Thyroid carcinomas have been found incidentally in the cervical lymph nodes during surgery for head and neck squamous cell carcinoma (SCC). Such carcinomas have been considered a metastatic focus for malignant transformation of heterotopic thyroid tissue. We report on cases of so-called occult thyroid carcinoma in the cervical lymph nodes, and review the relevant literature.


We encountered 3 cases of incidental papillary carcinoma in the cervical lymph nodes of patients with oral SCC, and consequently reviewed 75 previously reported cases.
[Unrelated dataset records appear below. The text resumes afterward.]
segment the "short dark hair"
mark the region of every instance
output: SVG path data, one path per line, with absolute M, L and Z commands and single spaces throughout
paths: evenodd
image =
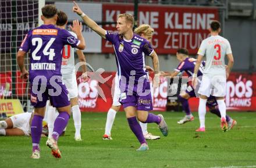
M 213 31 L 217 31 L 219 28 L 221 28 L 221 23 L 218 20 L 213 20 L 211 23 L 211 28 Z
M 184 48 L 182 48 L 178 49 L 178 50 L 177 50 L 177 52 L 178 53 L 182 53 L 182 54 L 184 54 L 186 55 L 189 55 L 189 51 L 187 51 L 187 49 Z
M 57 8 L 56 8 L 55 5 L 45 5 L 42 8 L 42 16 L 48 19 L 53 17 L 57 14 Z
M 57 22 L 56 24 L 57 26 L 63 26 L 66 24 L 67 21 L 67 15 L 62 10 L 59 10 L 58 12 L 58 17 L 57 17 Z

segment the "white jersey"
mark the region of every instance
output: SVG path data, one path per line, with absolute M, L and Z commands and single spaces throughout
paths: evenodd
M 77 38 L 76 33 L 72 31 L 69 31 L 69 33 L 73 36 Z M 76 48 L 72 48 L 70 45 L 66 45 L 63 47 L 61 70 L 62 74 L 69 74 L 75 72 L 74 58 L 75 51 Z
M 226 55 L 232 53 L 230 44 L 220 35 L 212 35 L 204 40 L 197 54 L 206 56 L 204 74 L 226 76 Z

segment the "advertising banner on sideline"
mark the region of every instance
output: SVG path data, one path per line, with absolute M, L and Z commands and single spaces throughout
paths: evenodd
M 102 4 L 102 20 L 116 22 L 120 13 L 133 14 L 133 5 Z M 152 45 L 157 53 L 176 53 L 179 48 L 187 48 L 195 54 L 202 40 L 209 35 L 208 28 L 213 20 L 218 20 L 217 8 L 138 5 L 138 24 L 148 24 L 154 30 Z M 115 31 L 116 25 L 106 25 Z M 111 44 L 102 40 L 102 52 L 113 52 Z

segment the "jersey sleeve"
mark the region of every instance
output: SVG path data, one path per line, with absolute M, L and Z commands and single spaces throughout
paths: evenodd
M 183 61 L 180 62 L 176 69 L 175 69 L 174 70 L 177 72 L 183 72 L 185 70 L 185 62 Z
M 105 33 L 106 40 L 109 41 L 112 44 L 115 42 L 115 40 L 118 36 L 118 33 L 113 32 L 112 31 L 106 30 Z
M 231 50 L 230 44 L 229 43 L 229 42 L 227 40 L 227 49 L 226 50 L 226 55 L 229 54 L 229 53 L 232 53 L 232 51 Z
M 145 55 L 150 56 L 153 53 L 154 49 L 152 48 L 150 42 L 147 40 L 145 40 L 145 42 L 143 43 L 142 46 L 142 51 L 145 53 Z
M 198 55 L 204 56 L 206 51 L 206 44 L 205 41 L 203 40 L 201 43 L 200 47 L 199 48 L 198 51 L 197 52 Z
M 76 48 L 80 43 L 80 41 L 71 34 L 67 30 L 60 30 L 59 34 L 64 45 L 69 45 L 73 48 Z
M 20 45 L 19 51 L 23 51 L 26 52 L 28 52 L 30 49 L 30 38 L 31 36 L 31 31 L 29 31 L 23 39 L 23 41 Z
M 203 67 L 205 67 L 205 60 L 203 60 L 203 61 L 202 61 L 202 66 Z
Among 148 patients with oral SCC who had undergone cervical lymph node dissection, 3 were diagnosed with occult thyroid carcinoma. Papillary carcinomas were found in 3, 10, and 3 lymph nodes in cases 1, 2, and 3, respectively. Computed tomography showed 2 tumor-like shadows and 1 calcified mass in the thyroid gland in cases 2 and 3, respectively. These shadows did not enlarge during the 3 to 5 years of observation, and all patients are alive, without any events related to the neck and thyroid gland. Among the reviewed cases, approximately two fifths were histopathologically or clinically free from thyroid carcinoma. Progressive thyroid carcinoma was not detected in any patient.


We propose the possibility that thyroid carcinoma in the cervical lymph nodes is not necessarily metastatic, but may occasionally arise from heterotopic thyroid tissue.